Codefresh incident

We are experiencing issues with viewing GitOps-related pages in UI

Major Resolved View vendor source →

Codefresh experienced a major incident on November 13, 2023 affecting Codefresh GitOps UI, lasting 6h 49m. The incident has been resolved; the full update timeline is below.

Started
Nov 13, 2023, 01:32 PM UTC
Resolved
Nov 13, 2023, 08:21 PM UTC
Duration
6h 49m
Detected by Pingoru
Nov 13, 2023, 01:32 PM UTC

Affected components

Codefresh GitOps UI

Update timeline

  1. investigating Nov 13, 2023, 01:32 PM UTC

    We are currently investigating this issue.

  2. investigating Nov 13, 2023, 02:23 PM UTC

    We are continuing to investigate this issue.

  3. identified Nov 13, 2023, 03:48 PM UTC

    The issue has been identified and a fix is being implemented.

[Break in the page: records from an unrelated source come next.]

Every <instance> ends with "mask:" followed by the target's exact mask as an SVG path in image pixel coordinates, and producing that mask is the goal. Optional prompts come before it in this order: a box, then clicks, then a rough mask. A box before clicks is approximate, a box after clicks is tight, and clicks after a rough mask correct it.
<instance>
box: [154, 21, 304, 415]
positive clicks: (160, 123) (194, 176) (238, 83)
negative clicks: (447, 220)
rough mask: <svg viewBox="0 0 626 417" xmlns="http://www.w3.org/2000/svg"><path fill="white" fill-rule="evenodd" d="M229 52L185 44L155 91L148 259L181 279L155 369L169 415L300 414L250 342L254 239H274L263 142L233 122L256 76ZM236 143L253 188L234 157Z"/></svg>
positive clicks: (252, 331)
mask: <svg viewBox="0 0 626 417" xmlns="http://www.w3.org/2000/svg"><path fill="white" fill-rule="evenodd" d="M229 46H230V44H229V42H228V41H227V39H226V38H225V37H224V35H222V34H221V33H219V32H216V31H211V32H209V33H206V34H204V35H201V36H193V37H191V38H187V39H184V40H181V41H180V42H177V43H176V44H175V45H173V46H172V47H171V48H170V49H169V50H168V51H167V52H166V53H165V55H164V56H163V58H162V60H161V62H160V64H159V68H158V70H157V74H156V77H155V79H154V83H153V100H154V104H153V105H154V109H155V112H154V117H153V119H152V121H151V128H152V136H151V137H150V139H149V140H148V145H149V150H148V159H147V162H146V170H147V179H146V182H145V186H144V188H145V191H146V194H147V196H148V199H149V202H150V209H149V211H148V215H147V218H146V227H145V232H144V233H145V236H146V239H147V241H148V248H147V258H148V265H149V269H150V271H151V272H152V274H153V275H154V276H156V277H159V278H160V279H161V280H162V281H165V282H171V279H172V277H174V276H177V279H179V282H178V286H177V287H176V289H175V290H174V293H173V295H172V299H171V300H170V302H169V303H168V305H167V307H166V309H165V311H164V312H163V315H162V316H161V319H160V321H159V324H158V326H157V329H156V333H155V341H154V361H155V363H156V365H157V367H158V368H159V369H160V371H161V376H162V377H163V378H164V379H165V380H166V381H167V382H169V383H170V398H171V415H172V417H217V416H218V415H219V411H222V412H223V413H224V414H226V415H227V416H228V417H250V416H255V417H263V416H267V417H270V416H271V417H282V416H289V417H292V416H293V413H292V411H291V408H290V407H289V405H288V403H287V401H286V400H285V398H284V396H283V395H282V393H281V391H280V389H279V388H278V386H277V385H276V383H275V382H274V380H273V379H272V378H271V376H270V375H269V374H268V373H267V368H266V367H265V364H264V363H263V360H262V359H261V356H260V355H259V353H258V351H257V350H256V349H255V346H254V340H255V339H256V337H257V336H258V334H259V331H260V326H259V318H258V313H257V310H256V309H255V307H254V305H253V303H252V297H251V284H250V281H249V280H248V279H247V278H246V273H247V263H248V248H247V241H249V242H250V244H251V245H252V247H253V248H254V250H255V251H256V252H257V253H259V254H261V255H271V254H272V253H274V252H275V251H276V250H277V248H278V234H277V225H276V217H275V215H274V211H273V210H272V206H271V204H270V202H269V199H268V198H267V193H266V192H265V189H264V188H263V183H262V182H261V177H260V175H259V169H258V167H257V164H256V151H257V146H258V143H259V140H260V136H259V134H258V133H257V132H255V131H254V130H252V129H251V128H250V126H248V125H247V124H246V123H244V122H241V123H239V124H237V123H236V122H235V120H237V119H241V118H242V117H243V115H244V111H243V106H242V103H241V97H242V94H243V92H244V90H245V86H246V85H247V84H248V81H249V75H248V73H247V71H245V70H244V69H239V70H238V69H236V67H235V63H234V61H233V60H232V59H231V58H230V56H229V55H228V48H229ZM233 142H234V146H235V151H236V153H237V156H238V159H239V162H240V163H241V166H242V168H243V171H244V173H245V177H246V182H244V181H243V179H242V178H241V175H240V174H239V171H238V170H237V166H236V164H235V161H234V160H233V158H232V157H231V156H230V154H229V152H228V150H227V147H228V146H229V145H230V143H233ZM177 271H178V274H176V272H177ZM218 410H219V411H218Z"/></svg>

  4. monitoring Nov 13, 2023, 05:47 PM UTC

    A fix has been implemented and we are monitoring the results.

  5. identified Nov 13, 2023, 06:04 PM UTC

    We have identified an additional issue and are working on a fix.

  6. monitoring Nov 13, 2023, 06:51 PM UTC

    We have implemented additional fixes to restore UI functionality, and we are monitoring the results.

  7. resolved Nov 13, 2023, 08:21 PM UTC

    This incident has been resolved.

  8. postmortem Nov 20, 2023, 08:01 PM UTC

    We have completed our RCA for this incident, for which the summary is below: **Impact:** We had significant disruption to any UI page that relied on displaying runtime-related information, leading to incomplete or unavailable data for users. **Detection:** This issue was reported to us by customers. **Root Cause:** An unexpected side effect of an API change which caused the event handler to not recognize runtime events as runtimes and instead treat them as generic-entities. When the change was reverted the entries in the generic-entities collection were no longer updated, and an automatic cleaning function then resulted in some UI data queries returning incorrect data. **Resolution:** After resolving the root cause, we rebuilt the required data and reinitialized the runtime information. We have identified improvements to our E2E testing process and monitoring systems as a result of this incident that we will be implementing.